It is said expectations are the seeding grounds of disappointments. If you expect nothing you will never get disappointed. But then aren’t we all made of the basic fabric of expectations? If we plant a seedling in the beds of our garden, would it be too unwise to expect it to mature? If we get home a puppy that jumps around us wagging its tail, is it unreasonable to expect it to continue doing so when it outgrows itself in dimensions? If we crave for our beds each night after gruelling days, is it very demanding to expect to go into a deep sleep of peace and rejuvenation?
We as humans are not unreasonable and it’s time we accept that. If I demand to be treated in a certain way, please be bloody sure that I have earned to deserve it. However, equally sure should be me that I am not over doing my demanding act. Before rights come responsibilities. I need to fulfil my duties to earn my pleasure and leisure. I need to give to be able to get. I must be less sentimental to match with the pragmatic world.
I should change me before attempting to alter the way the world thinks. And like a dear friend of mine insists after every debate we have about the essence of things in the world...ACCEPTANCE of it all ends in peace of body, mind and soul.
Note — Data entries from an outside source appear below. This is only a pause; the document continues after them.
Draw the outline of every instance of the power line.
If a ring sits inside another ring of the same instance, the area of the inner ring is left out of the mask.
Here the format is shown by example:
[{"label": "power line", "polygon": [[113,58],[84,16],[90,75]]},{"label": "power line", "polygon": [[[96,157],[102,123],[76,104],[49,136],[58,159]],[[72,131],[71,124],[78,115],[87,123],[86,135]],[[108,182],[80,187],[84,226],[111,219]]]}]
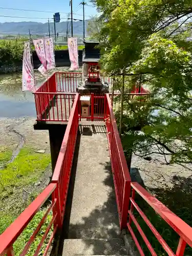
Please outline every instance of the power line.
[{"label": "power line", "polygon": [[[40,18],[40,17],[21,17],[21,16],[9,16],[9,15],[0,15],[0,17],[4,17],[6,18],[27,18],[27,19],[46,19],[47,20],[48,18]],[[53,19],[53,18],[49,18],[49,19]],[[65,18],[65,17],[62,17],[60,18],[60,19],[66,19],[66,20],[69,20],[69,19],[71,19],[71,18]],[[82,22],[82,19],[79,19],[78,18],[73,18],[73,20],[77,20],[78,22]],[[93,20],[87,20],[87,21],[89,22],[94,22]]]},{"label": "power line", "polygon": [[38,17],[19,17],[18,16],[8,16],[8,15],[1,15],[0,17],[4,17],[6,18],[9,17],[9,18],[34,18],[34,19],[47,19],[48,18],[38,18]]},{"label": "power line", "polygon": [[[2,9],[4,10],[13,10],[15,11],[24,11],[26,12],[47,12],[53,13],[53,11],[39,11],[39,10],[30,10],[28,9],[16,9],[16,8],[8,8],[5,7],[0,7],[0,9]],[[60,12],[60,13],[64,14],[68,14],[68,12]],[[82,16],[81,14],[78,14],[78,13],[73,13],[73,14],[79,16]],[[90,15],[86,15],[88,17],[89,17]]]}]

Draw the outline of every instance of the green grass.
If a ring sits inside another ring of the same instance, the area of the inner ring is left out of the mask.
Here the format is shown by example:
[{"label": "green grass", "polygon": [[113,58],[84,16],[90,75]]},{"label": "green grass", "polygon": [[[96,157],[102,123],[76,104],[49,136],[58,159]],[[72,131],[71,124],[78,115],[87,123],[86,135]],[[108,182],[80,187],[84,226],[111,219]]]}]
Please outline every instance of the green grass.
[{"label": "green grass", "polygon": [[[33,219],[30,221],[26,228],[22,232],[22,235],[20,236],[18,239],[16,240],[13,246],[15,256],[19,256],[20,252],[22,251],[22,250],[24,249],[25,245],[28,242],[33,231],[35,230],[42,217],[46,212],[48,208],[48,207],[47,208],[42,208],[36,214]],[[30,256],[34,254],[36,249],[37,248],[46,230],[47,226],[49,225],[50,221],[51,221],[52,218],[52,213],[51,212],[49,214],[45,223],[42,226],[39,232],[38,233],[34,241],[31,245],[28,252],[26,255]],[[38,255],[43,255],[52,231],[53,226],[48,234],[45,241],[41,248],[40,252],[38,254]]]},{"label": "green grass", "polygon": [[[169,193],[167,194],[168,195],[170,195],[172,193],[169,191]],[[180,195],[181,194],[180,194],[179,195],[178,195],[179,197]],[[165,196],[165,195],[164,195],[164,196],[165,198],[164,200],[163,198],[158,198],[158,197],[157,197],[162,203],[165,204],[175,214],[186,222],[188,225],[192,226],[192,211],[191,207],[189,206],[191,200],[188,202],[186,202],[186,199],[185,200],[183,198],[180,198],[178,199],[177,202],[176,202],[176,201],[172,198],[172,201],[170,201],[167,205],[167,199],[170,199],[170,197],[168,198],[168,196],[167,197],[167,195]],[[190,197],[192,197],[192,196],[191,196]],[[179,235],[177,234],[177,232],[175,232],[165,221],[164,221],[158,215],[156,214],[153,209],[149,206],[140,196],[137,196],[136,198],[136,202],[140,208],[141,208],[151,222],[165,240],[168,245],[170,247],[174,252],[176,253],[179,240]],[[179,197],[178,197],[178,198],[179,198]],[[188,206],[186,205],[185,205],[185,207],[183,206],[182,205],[182,204],[179,202],[180,200],[184,200]],[[158,256],[166,256],[167,255],[150,228],[136,210],[134,210],[134,215],[142,230],[152,245],[152,247],[155,249],[157,254]],[[135,227],[134,224],[132,223],[131,226],[143,250],[145,255],[150,255],[150,251],[145,244],[140,233]],[[192,248],[188,245],[185,249],[184,255],[185,256],[190,256],[192,255]]]},{"label": "green grass", "polygon": [[[11,155],[10,150],[6,148],[2,149],[0,152],[1,162],[5,164],[10,160]],[[50,162],[49,154],[36,153],[34,150],[25,147],[21,150],[12,163],[8,164],[4,169],[0,170],[0,234],[38,196],[40,191],[39,189],[41,189],[37,187],[37,190],[30,193],[28,200],[25,201],[23,197],[23,188],[28,187],[28,185],[32,186],[39,180]],[[16,256],[19,255],[47,209],[47,207],[45,206],[36,214],[14,243]],[[52,212],[50,212],[27,255],[33,255],[51,218]],[[52,228],[38,255],[43,254],[51,230]]]},{"label": "green grass", "polygon": [[0,166],[3,165],[8,162],[11,157],[12,152],[6,147],[3,147],[0,149]]},{"label": "green grass", "polygon": [[[4,159],[10,153],[4,153]],[[7,196],[14,187],[25,186],[38,180],[50,161],[50,156],[22,148],[12,163],[0,170],[0,199]]]}]

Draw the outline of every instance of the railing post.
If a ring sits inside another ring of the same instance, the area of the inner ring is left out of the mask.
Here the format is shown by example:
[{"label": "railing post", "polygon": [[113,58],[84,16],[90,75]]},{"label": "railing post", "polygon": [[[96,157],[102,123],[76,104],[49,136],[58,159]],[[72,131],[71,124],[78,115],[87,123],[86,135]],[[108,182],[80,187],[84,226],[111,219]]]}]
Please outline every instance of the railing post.
[{"label": "railing post", "polygon": [[94,94],[91,94],[91,121],[94,121]]},{"label": "railing post", "polygon": [[120,229],[126,228],[129,205],[130,203],[131,192],[131,181],[125,181],[124,186],[123,198],[122,204],[121,218],[120,221]]},{"label": "railing post", "polygon": [[[2,255],[2,254],[1,254]],[[13,246],[11,245],[7,250],[6,252],[7,256],[14,256],[15,253],[14,253]]]},{"label": "railing post", "polygon": [[[53,182],[55,183],[55,182]],[[57,186],[53,193],[52,202],[55,202],[56,200],[56,204],[54,208],[53,209],[53,217],[56,214],[57,217],[56,218],[56,222],[54,224],[54,226],[58,225],[58,228],[61,229],[62,227],[62,216],[61,216],[61,205],[62,204],[60,202],[60,195],[59,193],[59,182],[56,182]]]},{"label": "railing post", "polygon": [[178,247],[177,247],[176,256],[183,256],[185,252],[185,249],[187,243],[180,237],[179,239]]},{"label": "railing post", "polygon": [[106,118],[106,94],[105,93],[104,96],[104,113],[103,113],[104,121]]}]

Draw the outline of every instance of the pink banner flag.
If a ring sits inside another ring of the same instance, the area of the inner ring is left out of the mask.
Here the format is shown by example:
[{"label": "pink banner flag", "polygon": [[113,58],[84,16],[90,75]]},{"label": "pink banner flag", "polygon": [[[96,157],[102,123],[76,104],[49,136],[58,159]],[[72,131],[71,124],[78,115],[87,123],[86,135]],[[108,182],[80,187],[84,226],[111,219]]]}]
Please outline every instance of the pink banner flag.
[{"label": "pink banner flag", "polygon": [[53,39],[45,37],[44,40],[46,58],[47,61],[47,68],[48,70],[50,70],[55,66]]},{"label": "pink banner flag", "polygon": [[42,73],[42,74],[45,74],[44,71],[45,70],[47,71],[47,60],[46,58],[46,53],[44,47],[44,38],[35,39],[34,40],[33,40],[33,42],[37,56],[39,59],[40,61],[41,62],[42,65],[44,68],[44,69],[43,69],[42,68],[40,68],[39,71],[40,70],[43,70],[44,73]]},{"label": "pink banner flag", "polygon": [[77,38],[68,38],[68,49],[71,60],[71,70],[76,70],[79,68]]},{"label": "pink banner flag", "polygon": [[29,42],[25,43],[23,59],[22,89],[23,91],[33,91],[35,89],[35,77],[31,63]]}]

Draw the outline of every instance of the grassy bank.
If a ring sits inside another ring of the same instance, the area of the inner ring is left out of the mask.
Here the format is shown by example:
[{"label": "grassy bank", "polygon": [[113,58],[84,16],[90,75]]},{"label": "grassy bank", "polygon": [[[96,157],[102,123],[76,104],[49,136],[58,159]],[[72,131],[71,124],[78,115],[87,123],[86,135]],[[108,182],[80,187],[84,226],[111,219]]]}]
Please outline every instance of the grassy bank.
[{"label": "grassy bank", "polygon": [[[188,179],[183,178],[182,180],[179,181],[179,182],[177,183],[172,188],[167,186],[167,187],[162,187],[162,188],[145,188],[156,196],[161,203],[168,207],[174,214],[189,226],[192,226],[192,205],[191,203],[192,193],[191,182],[188,182],[188,183],[187,183],[187,180]],[[139,207],[174,252],[175,253],[178,246],[179,236],[165,221],[156,214],[154,210],[141,197],[138,195],[136,196],[136,201]],[[165,252],[159,242],[135,209],[134,209],[134,215],[157,254],[158,256],[166,255],[167,253]],[[133,222],[131,226],[136,234],[136,237],[145,255],[149,255],[150,251]],[[188,245],[186,246],[184,255],[185,256],[192,255],[192,248]]]},{"label": "grassy bank", "polygon": [[[6,164],[11,155],[11,151],[8,148],[0,151],[0,166],[2,166],[0,169],[0,234],[42,190],[44,188],[36,183],[42,178],[50,163],[49,154],[36,153],[33,150],[26,147],[21,150],[12,163]],[[25,196],[24,189],[27,192]],[[49,204],[49,202],[47,204]],[[24,245],[44,216],[47,207],[45,206],[45,208],[37,212],[15,243],[14,248],[16,256],[19,255]],[[27,255],[34,253],[50,222],[51,214],[51,212],[48,216]]]}]

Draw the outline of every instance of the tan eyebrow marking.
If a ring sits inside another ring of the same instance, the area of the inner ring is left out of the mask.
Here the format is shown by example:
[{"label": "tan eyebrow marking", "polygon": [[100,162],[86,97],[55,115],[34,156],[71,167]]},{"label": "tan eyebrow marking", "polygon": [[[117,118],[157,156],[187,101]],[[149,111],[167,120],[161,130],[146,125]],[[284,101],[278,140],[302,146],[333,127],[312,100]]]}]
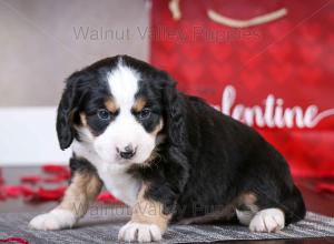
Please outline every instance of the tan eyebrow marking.
[{"label": "tan eyebrow marking", "polygon": [[145,105],[146,105],[146,100],[144,98],[138,98],[136,99],[132,109],[135,112],[140,112]]},{"label": "tan eyebrow marking", "polygon": [[117,105],[117,103],[115,102],[114,99],[108,99],[105,102],[105,105],[106,105],[107,110],[109,110],[109,112],[111,112],[111,113],[116,113],[117,110],[118,110],[118,105]]}]

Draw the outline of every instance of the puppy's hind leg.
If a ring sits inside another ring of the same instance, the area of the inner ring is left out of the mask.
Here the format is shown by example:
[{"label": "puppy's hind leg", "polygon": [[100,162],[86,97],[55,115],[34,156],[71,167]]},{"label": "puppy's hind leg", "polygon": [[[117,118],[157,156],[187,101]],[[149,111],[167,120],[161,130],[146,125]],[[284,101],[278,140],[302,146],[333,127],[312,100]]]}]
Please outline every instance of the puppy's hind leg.
[{"label": "puppy's hind leg", "polygon": [[96,172],[76,171],[61,203],[49,213],[33,217],[29,226],[43,231],[71,227],[87,213],[89,203],[95,200],[101,186]]}]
What hurts now would heal someday and the scars might disappear if we stop noticing them every now and then! When He provides you the wounds, he also makes arrangements for the balm...we just need to be more observant to perceive it! Also perhaps what hurts the most reaffirms its value to us and thereby reasserts the need to double in efforts to strengthen it! What hurts the most makes us seek elsewhere for that which provides us the most delight too! May each one succeed in his journeys!